While separated from Sheehan, Laurell began a relationship with Joseph Whiteside Boyle, a businessman and the son of Klondike Joe Boyle. The couple planned to marry after both obtained divorces from their respective spouses. In 1926, Laurell became pregnant.

==Death==
On January 31, 1927, Laurell died in London at the age of 36. Laurell's death was initially attributed to pneumonia. She was cremated and her ashes were buried in London. In 1930, the press discovered that Laurell actually died while giving birth to her only child. The child, a boy named Joseph K. Boyle, survived.

===Estate===
Before her death, Laurell drew up a will leaving her property and personal effects to Joseph Whiteside Boyle (who was presumed to be the child's father) and named him the executor of her estate. Laurell left her $100,000 estate to Boyle because she was unaware that her son, who was born out of wedlock, could legally inherit her assets. However, one month before Laurell's death, the Legitimacy Act 1926 was passed in England, which allowed her son to inherit her assets. A similar law in New York (where Laurell also had bank accounts and property) also allowed her son to inherit his mother's estate.

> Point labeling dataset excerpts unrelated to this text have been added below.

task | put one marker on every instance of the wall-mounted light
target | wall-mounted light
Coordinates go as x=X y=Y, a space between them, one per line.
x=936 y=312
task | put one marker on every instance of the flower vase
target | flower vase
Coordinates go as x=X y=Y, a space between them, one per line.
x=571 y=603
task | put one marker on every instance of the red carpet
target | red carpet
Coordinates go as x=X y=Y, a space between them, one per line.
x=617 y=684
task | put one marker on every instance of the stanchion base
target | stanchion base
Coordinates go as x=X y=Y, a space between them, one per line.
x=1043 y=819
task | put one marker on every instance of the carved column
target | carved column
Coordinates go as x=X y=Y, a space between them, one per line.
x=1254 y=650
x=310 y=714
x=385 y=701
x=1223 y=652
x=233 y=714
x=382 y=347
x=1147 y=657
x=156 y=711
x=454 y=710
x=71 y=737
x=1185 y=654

Concerned for the child's welfare, Laurell's brother Raleigh J. Leslie, sought a letter of administration for her estate, naming Joseph K. as her next of kin. He later dropped the matter after discovering that the boy's father, Joseph Whiteside Boyle, had been caring for the child since birth and had no plans to claim Laurell's estate. One month after Laurell's death, her mother, Mrs. A. A. Leslie, died in Erie, Pennsylvania. Laurell's mother was never told of her daughter's death as she was dying at the time. Upon Mrs. Leslie's death, she left her Erie, Pennsylvania, home and assets to Laurell; they were subsequently inherited by Laurell's son, who died in 1996.

==Stage career==

| Date | Production | Role |
|---|---|---|
| June 1 – September 5, 1914 | Ziegfeld Follies of 1914 | Performer |
| June 21 – September 13, 1915 | Ziegfeld Follies of 1915 | Performer |
| June 18, 1918 – date unknown | Ziegfeld Follies of 1918 | Performer |
| December 16, 1924 – April 27, 1925 | Quarantine | Pamela Josephs |
| February 16, 1925 – February 1925 | Nocturne | Jenny Blanchard |

==Filmography==

| Year | Title | Role | Notes |
|---|---|---|---|
| 1919 | The Brand | Alice Andrews |  |
| 1919 | The Valley of the Giants | Moira McTavish |  |
| 1921 | Lonely Heart |  | (final film role) |

==In popular culture==
H.L. Mencken said Laurell possessed "all the arts of the really first-rate harlot" and was "the most successful practitioner of her trade of her generation in New York." He said, "Much of what I got from her, in fact, went into In Defense of Women", his 1918 book. Playwright Channing Pollock wrote, however, "Kay could have gone far if she had been willing to exchange her favors for advancement, but she didn't 'want to get ahead that way'."